どこかで誰かが始まる時
本日二回目
「『狐』が死んだ? ふぅん」
ホテルの一室。ダブルベッドの端に座り上半身裸の男は報告に驚いた風もなく報告を受けていた。
三十代半ばの、端正な顔つきをした男だ。身体には無数の傷痕。そして、背中には鬼の刺青が彫られていた。
琥珀色のアルコールの入ったグラスを手に持ち、口に含もうとして、やめた。ベッドテーブルに置いて電話口に耳を傾ける。
『死体は回収できないそうっス』
「いらない。ならマキも一緒に死んだか」
『そのようですねえ。あなたの言いつけ通り、『狐』を口封じしてから死んだようで何よりです。今のところ情報の漏れはないので』
雑魚は何人か生きているようだが、男のことを知るのは『狐』のリーダーだけだ。
いざとなればまた姿を隠すだけ。
「あーあ、惜しい部下失くしたなぁ」
感情の欠片も込められていない声音で死んだ女を惜しむと、グラスに浮かぶ氷を指先で沈めた。
『狐』のように己の保身のためだけに動く人間は捕まればペラペラと情報を話してしまうタイプだ。だから口封じをさせるために一人仲間も同行させた。
『まったまたぁ。邪魔だったから体よく捨てただけでは?』
「あっはっは。あそこまで狂信されるとこっちもなかなかウザくてね」
『計画も失敗しましたけどいいんスか』
「失敗する前提だったし」
『うーわ、悪い人だ』
「ぶっちゃけていえばこっちの甘い蜜目当てで来るような外部からの支援はいらないんだ。おれたちは内部から固めていく。かつての『鬼』のように」
一度殺されかけた苦い思い出はあったが、それでもあの体制には見習いたいところだった。
外部の人間は裏切りに走りやすい。選択肢があるから、より安全な方へと流れていく。
ならば選択肢を一切なくし、内部を強めていった方がはるかに戦力として使える。
『こちらもあなたに捨てられないことを願いますよ。それじゃあ、また』
電話を切るとそれまで後ろで黙っていた全裸にシーツだけを巻いた女が男の腰に抱き着いた。
甘えるような上目遣いとともに女は唇を尖らせた。
通話している間につけたのだろう、情事中には無かった長いピアスがシャラシャラと涼しげに鳴った。
「また仕事の話?」
「仕事をしないとおまんまが食えない」
「ちょっとはわたしに構ってくれてもいいのに」
「さっきあんなに構ったのに? なんならもう一度してもいいけど、どう?」
肩についた噛み痕を撫でる。
女は顔を赤らめて立ち上がると、「シャワーを浴びてくる」とそそくさと逃げてしまった。
変なところで純情だ、と男はため息をついてもう一度スマートフォンを見ると写真が添付されたメッセージが入っていることに気がついた。
差出人は先ほどのフリーの情報屋から。
『これしか入手できませんでした。ビルから出て来た人間です。詳細は不明。なにかの参考になれば』…そんな文面と共に送られている写真を開く。
何の気なしに眺めて、次の瞬間に目を見開いた。
隠れたところからこっそりと撮ったのだろう。
数日前の立てこもりが起きた時に撮られたもの。
どうみても対テロの特殊部隊には見えない彼らがなぜどうしてここにいるかは不明だが――。

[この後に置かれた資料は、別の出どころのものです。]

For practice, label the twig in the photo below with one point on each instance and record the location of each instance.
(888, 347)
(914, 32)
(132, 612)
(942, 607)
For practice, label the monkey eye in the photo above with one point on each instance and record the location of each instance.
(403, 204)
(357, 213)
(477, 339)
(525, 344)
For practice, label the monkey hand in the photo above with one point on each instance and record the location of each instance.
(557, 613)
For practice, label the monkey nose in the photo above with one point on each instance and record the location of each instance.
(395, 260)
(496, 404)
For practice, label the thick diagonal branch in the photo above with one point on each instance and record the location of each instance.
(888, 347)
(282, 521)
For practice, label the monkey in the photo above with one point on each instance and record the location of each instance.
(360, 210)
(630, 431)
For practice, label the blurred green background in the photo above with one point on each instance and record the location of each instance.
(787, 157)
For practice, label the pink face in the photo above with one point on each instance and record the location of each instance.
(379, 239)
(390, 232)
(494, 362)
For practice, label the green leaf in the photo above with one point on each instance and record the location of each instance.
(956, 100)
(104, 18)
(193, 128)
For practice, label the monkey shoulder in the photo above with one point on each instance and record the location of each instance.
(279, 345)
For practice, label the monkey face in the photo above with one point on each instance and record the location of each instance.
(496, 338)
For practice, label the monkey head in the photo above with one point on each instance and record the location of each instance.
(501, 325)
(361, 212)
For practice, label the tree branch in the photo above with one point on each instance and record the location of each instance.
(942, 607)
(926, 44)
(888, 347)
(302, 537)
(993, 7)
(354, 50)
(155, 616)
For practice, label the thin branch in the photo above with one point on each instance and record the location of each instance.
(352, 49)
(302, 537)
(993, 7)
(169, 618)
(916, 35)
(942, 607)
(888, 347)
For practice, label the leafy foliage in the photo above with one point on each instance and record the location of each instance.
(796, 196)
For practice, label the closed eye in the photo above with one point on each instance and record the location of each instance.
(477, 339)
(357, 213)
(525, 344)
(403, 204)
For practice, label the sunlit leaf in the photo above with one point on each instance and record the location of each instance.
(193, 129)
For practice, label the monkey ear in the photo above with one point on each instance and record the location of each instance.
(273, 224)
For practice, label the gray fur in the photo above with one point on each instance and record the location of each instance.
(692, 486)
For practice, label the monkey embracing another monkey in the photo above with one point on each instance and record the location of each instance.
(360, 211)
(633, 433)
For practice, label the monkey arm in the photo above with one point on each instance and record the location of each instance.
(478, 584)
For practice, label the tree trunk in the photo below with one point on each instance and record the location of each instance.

人混みと、ブレと、ピントがボケて鮮明とはとても言い難いものであるが。分かる人間には分かる。
少女と、その横を歩く青年。
どちらも視線はこちらに向いていない。
それでも十分だった。
「…驚いたな」
当初の予定の倍は情報料を増やしてやらなくてはいけない。
それほどまでに貴重なもの。
「ずいぶん面白い組み合わせだ…。これは『国府津』の…? 一戦交わしたかったなぁ…いや、上手くいけば交わせるな」
早くなる鼓動を感じながら、夢見心地で呟いた。
あの夜の祭りに加われなかったことを今更ながらに強く悔いる。
「そして…生きていらっしゃったんですか。『鬼姫』さま」
かつて『鬼神』と呼ばれた男は、愛おしげにディスプレイを眺める。
そして男は濡れた指先で青年をなぞる。青年の首に一本の線が引かれた。